Today, Goafest 2024 kicked off, with Harit Nagpal, Managing Director and CEO of Tata Play, addressing the opening session titled ‘Adapt To Thrive Not Just Survive’. In his address, Nagpal emphasised that disruption could come from various sources such as God, competitors, technology, regulators, government, or any other factor. However, regardless of its origin, he stressed the critical need for adaptation.

| Published on May 30, 2024

Market Leaders Rarely Cause Disruption As They Fear Cannibalization: Harit Nagpal

Market leaders rarely initiate disruptions due to their comfort and fear of cannibalization, said Harit Nagpal, Managing Director and CEO of Tata Play, while emphasising that if they hesitate to act, others will step in so, it takes courage, but that’s the reality.

Today marked the commencement of Goafest 2024 in Mumbai, with Nagpal taking the stage to lead the opening session titled ‘Adapt To Thrive Not Just Survive’. In his address Nagpal emphasised the importance of adaptability as a key to thriving rather than merely surviving.

He highlighted the inevitability of disruption in our lives and the importance of resilience in the face of it. He said, “Disruption can be caused by anything or anyone, but it becomes our responsibility to survive and thrive.”

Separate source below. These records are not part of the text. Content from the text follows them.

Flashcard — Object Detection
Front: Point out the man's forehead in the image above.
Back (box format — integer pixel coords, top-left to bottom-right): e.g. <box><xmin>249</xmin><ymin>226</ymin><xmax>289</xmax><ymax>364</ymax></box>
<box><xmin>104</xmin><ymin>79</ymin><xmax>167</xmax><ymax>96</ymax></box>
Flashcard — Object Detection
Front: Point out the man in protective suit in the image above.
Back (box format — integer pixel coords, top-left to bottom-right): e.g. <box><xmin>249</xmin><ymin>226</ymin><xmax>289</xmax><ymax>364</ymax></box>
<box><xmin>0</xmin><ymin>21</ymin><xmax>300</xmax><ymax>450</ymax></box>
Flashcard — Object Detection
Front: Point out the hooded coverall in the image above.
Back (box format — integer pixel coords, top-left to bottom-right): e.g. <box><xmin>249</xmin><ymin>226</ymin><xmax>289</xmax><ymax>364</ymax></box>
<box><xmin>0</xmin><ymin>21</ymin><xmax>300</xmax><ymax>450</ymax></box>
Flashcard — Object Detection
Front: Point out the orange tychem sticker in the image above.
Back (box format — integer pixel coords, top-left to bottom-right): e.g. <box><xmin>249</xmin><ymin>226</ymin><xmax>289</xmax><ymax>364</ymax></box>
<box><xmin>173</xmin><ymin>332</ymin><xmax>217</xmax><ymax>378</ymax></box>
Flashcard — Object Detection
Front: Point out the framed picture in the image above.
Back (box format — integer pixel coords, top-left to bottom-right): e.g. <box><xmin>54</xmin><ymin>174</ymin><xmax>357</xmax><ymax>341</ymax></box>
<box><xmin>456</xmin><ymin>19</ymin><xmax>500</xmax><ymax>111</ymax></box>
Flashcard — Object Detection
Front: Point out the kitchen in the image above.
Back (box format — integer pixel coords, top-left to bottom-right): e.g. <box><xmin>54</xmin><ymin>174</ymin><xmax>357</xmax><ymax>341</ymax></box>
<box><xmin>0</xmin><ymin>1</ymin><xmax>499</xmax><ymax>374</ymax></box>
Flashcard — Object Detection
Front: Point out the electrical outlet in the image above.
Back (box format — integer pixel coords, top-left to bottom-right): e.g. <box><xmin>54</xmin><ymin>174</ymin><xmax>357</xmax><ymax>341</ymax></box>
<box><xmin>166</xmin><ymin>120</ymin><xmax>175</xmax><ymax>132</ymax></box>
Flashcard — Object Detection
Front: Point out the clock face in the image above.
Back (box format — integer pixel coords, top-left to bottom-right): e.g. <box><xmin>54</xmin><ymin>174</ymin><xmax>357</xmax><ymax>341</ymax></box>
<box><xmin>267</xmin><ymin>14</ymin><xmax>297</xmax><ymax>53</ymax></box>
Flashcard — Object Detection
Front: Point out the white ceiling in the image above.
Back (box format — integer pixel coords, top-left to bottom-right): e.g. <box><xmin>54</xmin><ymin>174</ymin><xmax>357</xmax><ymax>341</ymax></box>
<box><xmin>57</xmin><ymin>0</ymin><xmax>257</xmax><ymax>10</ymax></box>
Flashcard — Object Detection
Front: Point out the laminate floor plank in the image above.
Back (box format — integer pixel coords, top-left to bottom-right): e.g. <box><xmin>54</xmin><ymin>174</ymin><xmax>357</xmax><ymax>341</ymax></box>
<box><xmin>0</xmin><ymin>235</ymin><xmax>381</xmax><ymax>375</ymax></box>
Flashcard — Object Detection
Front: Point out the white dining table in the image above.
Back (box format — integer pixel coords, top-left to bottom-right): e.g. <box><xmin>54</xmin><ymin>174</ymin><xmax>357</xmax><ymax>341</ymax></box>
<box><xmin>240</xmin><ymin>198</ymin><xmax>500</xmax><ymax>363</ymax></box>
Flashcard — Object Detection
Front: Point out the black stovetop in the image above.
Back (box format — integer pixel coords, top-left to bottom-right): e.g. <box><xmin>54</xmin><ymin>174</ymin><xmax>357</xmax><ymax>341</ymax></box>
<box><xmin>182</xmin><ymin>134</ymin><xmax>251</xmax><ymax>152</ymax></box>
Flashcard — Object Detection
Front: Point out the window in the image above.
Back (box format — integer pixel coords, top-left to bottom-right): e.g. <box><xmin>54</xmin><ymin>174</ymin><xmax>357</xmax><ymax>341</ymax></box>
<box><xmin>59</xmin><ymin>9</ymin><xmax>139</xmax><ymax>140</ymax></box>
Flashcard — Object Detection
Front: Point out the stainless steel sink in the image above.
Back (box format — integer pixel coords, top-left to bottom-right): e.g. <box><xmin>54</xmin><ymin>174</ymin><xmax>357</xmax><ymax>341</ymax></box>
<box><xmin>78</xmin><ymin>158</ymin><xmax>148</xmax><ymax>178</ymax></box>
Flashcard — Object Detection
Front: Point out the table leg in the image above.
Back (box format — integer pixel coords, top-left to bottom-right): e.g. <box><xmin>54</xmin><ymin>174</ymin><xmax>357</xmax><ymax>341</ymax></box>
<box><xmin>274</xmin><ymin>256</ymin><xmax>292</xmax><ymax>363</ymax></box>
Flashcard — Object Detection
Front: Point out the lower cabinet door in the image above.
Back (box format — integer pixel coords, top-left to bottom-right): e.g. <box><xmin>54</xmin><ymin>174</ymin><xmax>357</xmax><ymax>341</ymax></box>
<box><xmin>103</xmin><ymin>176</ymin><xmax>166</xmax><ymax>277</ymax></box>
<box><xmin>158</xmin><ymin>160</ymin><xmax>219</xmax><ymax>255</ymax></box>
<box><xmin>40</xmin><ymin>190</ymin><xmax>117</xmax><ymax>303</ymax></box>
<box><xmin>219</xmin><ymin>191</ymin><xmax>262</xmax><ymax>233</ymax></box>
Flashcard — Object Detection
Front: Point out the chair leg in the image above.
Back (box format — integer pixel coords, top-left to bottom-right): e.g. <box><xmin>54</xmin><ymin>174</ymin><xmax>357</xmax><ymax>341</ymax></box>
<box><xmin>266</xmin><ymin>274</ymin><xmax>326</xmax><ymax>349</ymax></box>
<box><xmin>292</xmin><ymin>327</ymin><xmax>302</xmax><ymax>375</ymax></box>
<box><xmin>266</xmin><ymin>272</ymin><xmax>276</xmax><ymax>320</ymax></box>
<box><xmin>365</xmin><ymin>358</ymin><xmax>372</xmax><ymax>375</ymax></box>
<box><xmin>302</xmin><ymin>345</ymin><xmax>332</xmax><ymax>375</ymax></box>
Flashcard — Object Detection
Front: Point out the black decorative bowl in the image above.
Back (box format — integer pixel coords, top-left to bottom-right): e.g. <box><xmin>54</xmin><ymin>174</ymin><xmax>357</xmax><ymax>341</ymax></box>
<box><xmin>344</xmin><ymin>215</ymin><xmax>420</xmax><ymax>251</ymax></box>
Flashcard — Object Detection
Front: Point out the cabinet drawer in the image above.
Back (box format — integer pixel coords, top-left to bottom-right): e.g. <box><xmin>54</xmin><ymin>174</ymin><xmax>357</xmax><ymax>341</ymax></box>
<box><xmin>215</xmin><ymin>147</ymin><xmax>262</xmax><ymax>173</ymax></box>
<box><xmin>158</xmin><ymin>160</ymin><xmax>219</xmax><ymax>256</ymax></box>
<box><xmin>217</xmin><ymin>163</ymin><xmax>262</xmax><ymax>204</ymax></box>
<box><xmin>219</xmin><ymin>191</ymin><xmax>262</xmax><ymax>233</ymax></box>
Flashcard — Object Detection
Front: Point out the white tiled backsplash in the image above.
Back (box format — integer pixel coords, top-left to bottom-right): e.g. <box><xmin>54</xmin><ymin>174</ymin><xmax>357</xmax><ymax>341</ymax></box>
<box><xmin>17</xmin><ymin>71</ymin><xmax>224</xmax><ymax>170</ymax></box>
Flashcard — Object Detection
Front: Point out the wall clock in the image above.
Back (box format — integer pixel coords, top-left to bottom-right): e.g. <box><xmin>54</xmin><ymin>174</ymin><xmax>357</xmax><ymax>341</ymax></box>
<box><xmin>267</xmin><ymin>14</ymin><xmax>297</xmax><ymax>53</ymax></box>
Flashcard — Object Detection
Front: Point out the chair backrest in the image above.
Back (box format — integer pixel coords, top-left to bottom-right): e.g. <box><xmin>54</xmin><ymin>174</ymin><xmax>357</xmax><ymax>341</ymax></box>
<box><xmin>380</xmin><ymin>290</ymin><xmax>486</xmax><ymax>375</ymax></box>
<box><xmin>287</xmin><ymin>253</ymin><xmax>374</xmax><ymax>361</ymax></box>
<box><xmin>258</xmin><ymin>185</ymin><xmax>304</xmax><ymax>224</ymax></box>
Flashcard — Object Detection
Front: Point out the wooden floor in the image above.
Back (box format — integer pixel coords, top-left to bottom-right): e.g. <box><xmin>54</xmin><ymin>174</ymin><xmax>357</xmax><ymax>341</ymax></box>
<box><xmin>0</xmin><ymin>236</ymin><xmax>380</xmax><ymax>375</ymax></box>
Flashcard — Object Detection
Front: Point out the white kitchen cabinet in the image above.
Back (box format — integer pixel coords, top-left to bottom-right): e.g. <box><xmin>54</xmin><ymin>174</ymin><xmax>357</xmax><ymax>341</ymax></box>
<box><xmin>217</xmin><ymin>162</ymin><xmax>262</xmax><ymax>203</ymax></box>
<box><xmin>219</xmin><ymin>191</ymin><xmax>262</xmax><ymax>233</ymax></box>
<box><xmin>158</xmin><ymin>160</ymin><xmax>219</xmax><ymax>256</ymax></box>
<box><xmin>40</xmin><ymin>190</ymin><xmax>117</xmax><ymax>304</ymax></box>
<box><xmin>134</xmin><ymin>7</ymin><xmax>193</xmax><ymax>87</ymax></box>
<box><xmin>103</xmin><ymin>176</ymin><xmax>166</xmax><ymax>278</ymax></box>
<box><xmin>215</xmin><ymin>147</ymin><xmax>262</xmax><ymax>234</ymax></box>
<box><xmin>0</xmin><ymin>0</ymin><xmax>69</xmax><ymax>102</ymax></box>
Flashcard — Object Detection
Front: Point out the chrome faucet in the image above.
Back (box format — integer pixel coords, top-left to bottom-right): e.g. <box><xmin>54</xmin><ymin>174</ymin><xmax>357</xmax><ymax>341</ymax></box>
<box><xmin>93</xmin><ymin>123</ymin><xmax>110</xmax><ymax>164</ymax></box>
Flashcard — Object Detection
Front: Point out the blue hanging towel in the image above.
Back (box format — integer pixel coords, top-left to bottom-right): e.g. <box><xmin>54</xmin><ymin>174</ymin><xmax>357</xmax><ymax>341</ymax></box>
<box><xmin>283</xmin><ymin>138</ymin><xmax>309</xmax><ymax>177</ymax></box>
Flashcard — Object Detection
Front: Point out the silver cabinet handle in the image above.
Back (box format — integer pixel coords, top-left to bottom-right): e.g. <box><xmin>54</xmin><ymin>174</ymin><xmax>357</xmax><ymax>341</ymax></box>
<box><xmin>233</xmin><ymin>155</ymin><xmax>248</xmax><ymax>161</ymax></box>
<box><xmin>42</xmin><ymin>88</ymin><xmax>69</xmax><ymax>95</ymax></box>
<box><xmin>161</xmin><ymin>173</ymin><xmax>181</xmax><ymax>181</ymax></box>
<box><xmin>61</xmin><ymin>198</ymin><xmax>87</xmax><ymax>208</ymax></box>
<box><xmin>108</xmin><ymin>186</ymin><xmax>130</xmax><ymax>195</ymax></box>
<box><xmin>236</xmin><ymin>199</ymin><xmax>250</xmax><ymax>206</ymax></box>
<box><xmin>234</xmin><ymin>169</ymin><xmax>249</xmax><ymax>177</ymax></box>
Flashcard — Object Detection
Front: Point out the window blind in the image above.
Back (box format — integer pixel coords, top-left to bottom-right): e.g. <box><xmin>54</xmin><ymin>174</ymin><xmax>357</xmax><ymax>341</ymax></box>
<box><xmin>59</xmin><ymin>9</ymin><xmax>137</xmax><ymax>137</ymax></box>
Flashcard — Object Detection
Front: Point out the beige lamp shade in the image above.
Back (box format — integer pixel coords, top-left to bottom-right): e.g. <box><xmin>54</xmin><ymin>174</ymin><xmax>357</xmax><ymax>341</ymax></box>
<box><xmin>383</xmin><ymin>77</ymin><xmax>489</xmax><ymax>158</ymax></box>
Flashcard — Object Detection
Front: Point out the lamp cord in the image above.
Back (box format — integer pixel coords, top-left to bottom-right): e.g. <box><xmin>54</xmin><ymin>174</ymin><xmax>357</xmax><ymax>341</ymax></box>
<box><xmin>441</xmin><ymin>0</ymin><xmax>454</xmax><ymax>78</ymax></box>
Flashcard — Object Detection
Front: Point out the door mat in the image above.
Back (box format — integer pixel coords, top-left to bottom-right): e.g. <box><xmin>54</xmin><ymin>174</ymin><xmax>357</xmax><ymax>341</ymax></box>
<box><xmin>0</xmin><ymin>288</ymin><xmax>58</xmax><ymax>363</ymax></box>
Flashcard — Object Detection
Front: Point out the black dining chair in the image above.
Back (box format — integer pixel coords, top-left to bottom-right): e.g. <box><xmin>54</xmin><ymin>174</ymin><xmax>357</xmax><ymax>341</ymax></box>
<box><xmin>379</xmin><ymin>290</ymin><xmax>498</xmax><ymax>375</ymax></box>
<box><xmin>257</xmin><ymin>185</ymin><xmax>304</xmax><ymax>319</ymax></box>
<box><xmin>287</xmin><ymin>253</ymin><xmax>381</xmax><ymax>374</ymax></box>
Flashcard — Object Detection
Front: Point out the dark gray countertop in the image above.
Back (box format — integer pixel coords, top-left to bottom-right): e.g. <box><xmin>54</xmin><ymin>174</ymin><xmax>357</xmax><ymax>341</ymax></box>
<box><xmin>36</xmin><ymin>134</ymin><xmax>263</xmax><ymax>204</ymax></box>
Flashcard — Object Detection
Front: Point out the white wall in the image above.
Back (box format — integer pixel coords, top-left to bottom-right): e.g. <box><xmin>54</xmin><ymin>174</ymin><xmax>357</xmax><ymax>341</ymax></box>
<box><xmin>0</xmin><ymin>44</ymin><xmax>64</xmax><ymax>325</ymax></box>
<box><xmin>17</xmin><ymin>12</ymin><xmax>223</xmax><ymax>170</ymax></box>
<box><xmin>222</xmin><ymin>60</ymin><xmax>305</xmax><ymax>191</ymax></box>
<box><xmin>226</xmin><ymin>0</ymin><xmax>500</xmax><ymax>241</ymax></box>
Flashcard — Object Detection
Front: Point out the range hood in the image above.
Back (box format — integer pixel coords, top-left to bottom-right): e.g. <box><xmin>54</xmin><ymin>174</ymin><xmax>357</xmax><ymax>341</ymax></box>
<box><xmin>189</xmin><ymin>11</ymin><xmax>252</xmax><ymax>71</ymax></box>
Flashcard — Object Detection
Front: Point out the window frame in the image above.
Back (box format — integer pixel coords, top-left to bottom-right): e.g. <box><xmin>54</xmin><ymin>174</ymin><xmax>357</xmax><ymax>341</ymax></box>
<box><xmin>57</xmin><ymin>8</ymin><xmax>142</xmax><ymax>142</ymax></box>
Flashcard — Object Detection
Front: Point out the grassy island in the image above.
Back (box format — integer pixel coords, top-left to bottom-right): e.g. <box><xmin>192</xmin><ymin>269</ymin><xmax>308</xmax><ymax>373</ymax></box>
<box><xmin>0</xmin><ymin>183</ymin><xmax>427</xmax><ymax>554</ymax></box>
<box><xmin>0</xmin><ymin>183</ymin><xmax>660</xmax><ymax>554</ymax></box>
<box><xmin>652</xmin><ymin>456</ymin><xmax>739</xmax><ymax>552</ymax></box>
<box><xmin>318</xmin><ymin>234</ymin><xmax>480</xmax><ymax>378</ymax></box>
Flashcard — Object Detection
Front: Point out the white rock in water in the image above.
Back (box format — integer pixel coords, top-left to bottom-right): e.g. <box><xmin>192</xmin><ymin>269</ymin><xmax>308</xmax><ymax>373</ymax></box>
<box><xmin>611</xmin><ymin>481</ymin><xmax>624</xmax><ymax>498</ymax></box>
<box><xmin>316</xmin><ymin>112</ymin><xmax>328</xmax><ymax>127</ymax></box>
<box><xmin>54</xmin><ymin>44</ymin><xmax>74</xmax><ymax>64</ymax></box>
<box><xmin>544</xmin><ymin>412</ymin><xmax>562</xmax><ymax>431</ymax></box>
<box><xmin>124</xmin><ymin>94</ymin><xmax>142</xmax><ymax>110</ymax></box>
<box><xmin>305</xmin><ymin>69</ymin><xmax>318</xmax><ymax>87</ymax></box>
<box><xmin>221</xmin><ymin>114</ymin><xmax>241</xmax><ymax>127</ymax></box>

Nagpal said that the purpose of both disruption and adaptation is to thrive. Disruption could be caused by God, a competitor, technology, regulators, the government, or any other factor. Regardless of the source, it is our responsibility to adapt.

He also added that before the year 2000, there was a common process that CFOs would discuss, known as Business Continuity Planning. This involved creating scenarios and asking, “What if this happens? How would we respond?” The goal was to anticipate the unexpected and prepare for it.

“Everything that used to happen physically has now shifted to digital. Previously, 23% of my Tata Play subscribers recharged online. Today, 76% of my subscribers, including those in villages, are recharging online. This number continues to grow every minute. Even people we thought were illiterate or not digitally savvy are embracing this change,” Nagpal stated.

“Today, 80% of our calls are handled by people working from their homes. Many of them, such as married women with children and household responsibilities, work only 3 to 4 hours a day from their villages and cities. This setup accounts for 80% of our business operations. So, COVID-19, which posed challenges, we adapted to it and are actually working better off than we were then,” he added.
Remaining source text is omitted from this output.